Bu iki rivayetin birbirini desteklediği açıktır. Rivayetlerde sosyal gerçek ve şartlara göre dini yaşama oranlarının değişebileceği, nimet-külfet dengesinin ve zaruret kavramının zamana göre takdir edileceği müştereken ortaya konulmaktadır. Tümü elde edilemeyenin tümden terkedilmemesi gerektiğine, sorumluluğun şartlara bağlı olarak değerlendirileceğine dikkat çekildiği de anlaşılmaktadır. Zira bilinen bir gerçektir ki İslâm'da güç yetirilemeyecek bir sorumluluk söz konusu değildir. Nitekim geçmişte bilginler bu rivayetlerin karamsarlığa ve umutsuzluğa düşmemek gerektiğini vurguladığını, gerek bireysel gerekse toplumsal anlamda ağırlaşan şartlarda ayakta kalabilme teşviki içerdiğini söylemişlerdir. Meselâ Münâvî'nin kaydettiğine göre İmam Gazali hadisi şöyle yorumlamıştır: "Hadisin ikinci kısmındaki öyle bir devir gelecek ki o gün yaşayanlardan emrolunduğunun onda birini yerine getiren kurtulur müjdesi olmasaydı, olumsuz amellerimize bakarak bizlerin ye's ve ümitsizliğe kapılmamız kaçınılmaz olurdu. Oysa şimdi biz, Rabbimizden bize, zatına yakışır şekilde muamele etmesini, fazl ve keremiyle kötü amellerimizi örtüp gizlemesini dileriz." [7]
Sahabe dönemi gibi emniyetin ve izzet-i İslâm'ın tam olduğu bir dönemde emir ve nehiylerin terk ve ihmali, tamamen kişisel kusurlardan ileri gelir ki bu, helake götürücü bir durumdur. Ancak İslâm'ın ve müslümanların zayıf düştüğü, zulmün ve fışkın yaygınlaştığı, İslâm'a hizmet ve yardım edenlerin azaldığı devir ve ortamlarda müslümanlar güç yetiremedikleri için bazı emirleri işleyemediklerinden dolayı mazur sayılırlar. Dolayısıyla da yükümlülüklerini ne ölçüde yerine getirebilirlerse, -şartların olumsuzluğu sebebiyle- o ölçüden daha fazla mükafat görürler.

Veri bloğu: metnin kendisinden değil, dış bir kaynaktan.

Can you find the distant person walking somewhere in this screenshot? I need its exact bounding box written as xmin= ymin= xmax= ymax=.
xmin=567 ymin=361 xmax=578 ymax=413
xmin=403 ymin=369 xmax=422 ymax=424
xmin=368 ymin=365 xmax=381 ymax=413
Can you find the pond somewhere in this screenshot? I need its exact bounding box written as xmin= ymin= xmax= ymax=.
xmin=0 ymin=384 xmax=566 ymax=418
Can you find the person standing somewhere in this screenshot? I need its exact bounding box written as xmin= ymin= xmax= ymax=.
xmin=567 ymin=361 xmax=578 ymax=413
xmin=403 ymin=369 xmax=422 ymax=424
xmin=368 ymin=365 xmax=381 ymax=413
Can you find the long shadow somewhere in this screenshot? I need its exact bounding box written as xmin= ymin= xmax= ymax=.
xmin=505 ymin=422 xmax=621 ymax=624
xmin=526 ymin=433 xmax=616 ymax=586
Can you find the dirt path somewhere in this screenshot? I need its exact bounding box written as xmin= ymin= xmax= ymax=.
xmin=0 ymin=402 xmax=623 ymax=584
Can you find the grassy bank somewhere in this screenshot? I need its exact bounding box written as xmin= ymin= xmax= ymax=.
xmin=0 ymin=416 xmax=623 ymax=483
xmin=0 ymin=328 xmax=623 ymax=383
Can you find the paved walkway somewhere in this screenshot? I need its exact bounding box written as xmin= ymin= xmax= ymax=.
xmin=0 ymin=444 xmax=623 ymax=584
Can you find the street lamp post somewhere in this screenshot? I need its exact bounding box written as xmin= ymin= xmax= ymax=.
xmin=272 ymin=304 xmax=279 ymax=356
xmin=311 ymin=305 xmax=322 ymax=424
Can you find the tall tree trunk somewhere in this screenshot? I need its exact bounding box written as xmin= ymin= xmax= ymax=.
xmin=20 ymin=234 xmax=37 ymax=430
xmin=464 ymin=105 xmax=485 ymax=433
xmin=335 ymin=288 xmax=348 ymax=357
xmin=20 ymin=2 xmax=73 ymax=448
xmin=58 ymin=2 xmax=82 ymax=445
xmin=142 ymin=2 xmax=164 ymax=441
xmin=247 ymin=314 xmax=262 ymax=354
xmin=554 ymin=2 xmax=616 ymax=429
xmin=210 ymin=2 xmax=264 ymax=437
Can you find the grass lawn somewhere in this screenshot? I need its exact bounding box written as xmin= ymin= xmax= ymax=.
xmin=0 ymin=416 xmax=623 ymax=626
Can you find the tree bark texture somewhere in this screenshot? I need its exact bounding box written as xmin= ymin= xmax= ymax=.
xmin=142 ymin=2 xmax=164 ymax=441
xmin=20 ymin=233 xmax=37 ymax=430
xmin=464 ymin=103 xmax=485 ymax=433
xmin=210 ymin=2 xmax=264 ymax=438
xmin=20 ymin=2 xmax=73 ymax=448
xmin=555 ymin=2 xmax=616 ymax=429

Bazen tek bir amel veya eylem, bütünüyle İslâm'ı temsil etmeye yetebilir. O amel ve eylemi yerine getiren de dini bütünüyle yaşamış gibi hem topluma mesaj vermiş hem de ALLAH katında değer kazanmış olur. Nitekim Peygamberimiz (Sallallahü Aleyhi ve Sellem) bir başka hadis-i şeriflerinde:
"Ümmetimin bozguna uğradığı dönemde terkedilmiş bir sünnetimi yaşayan ve yaşatan (yüz) şehit sevabı kazanır” [8] buyurmak suretiyle bu gerçeği açıkça" ortaya koymuşlardır.
[1] Ashâb-ı Kiram Hakkında Müslümanların Nezih İtikadları/Ö.Nasuhi Bilmen, Sh:186-187, İst/1975
[2] Ashâb-ı Kiram Etrafındaki Şüpheler/M. Salih Ekinci, Sh:18, İst/1986
[3] El- Camiu Li Ahkâmi'l Kur'an (İmam Kurtubi) C: 16, Sh: 321-322, Mısır/ 1967
[4] Ashâb-ı Kiram Hakkında Müslümanların Nezih İtikadlan/Ö.Nasuhi Bilmen, Sh: 60, İst/1975
[5] El- İsabe Fi Ma'rifeti's Sahâbe/İbn-i Haceru'l Askalanî, C:l, Sh: 8-9, Beyrut/ty
[6] Ahmed b. Hanbel, Müsned, V, 155; Hâkim, Müstedrek, I, 529
[7] Münâvî, Feyzu'l-kadîr, 11, 556
[8] Münzirî, et-Terğîb ve't-terhîb, 1,41; Heysemî, Mecmeu'z-zevâid, I, 172
http://www.ilimdunyasi.com/fikhus-sahabe/ashabi-kiramin-etrafindaki-supheler/?imode
Sallallahu ve sellem ve ala seyyidina Muhammed ve ala alihi ve sahbihi ecmain. Ve’l hamdüli’llahi rabbi’l âlemin.
Tüm hata ettiklerim nefsimden, isabet ettiklerim Allah-u Teala’dandır.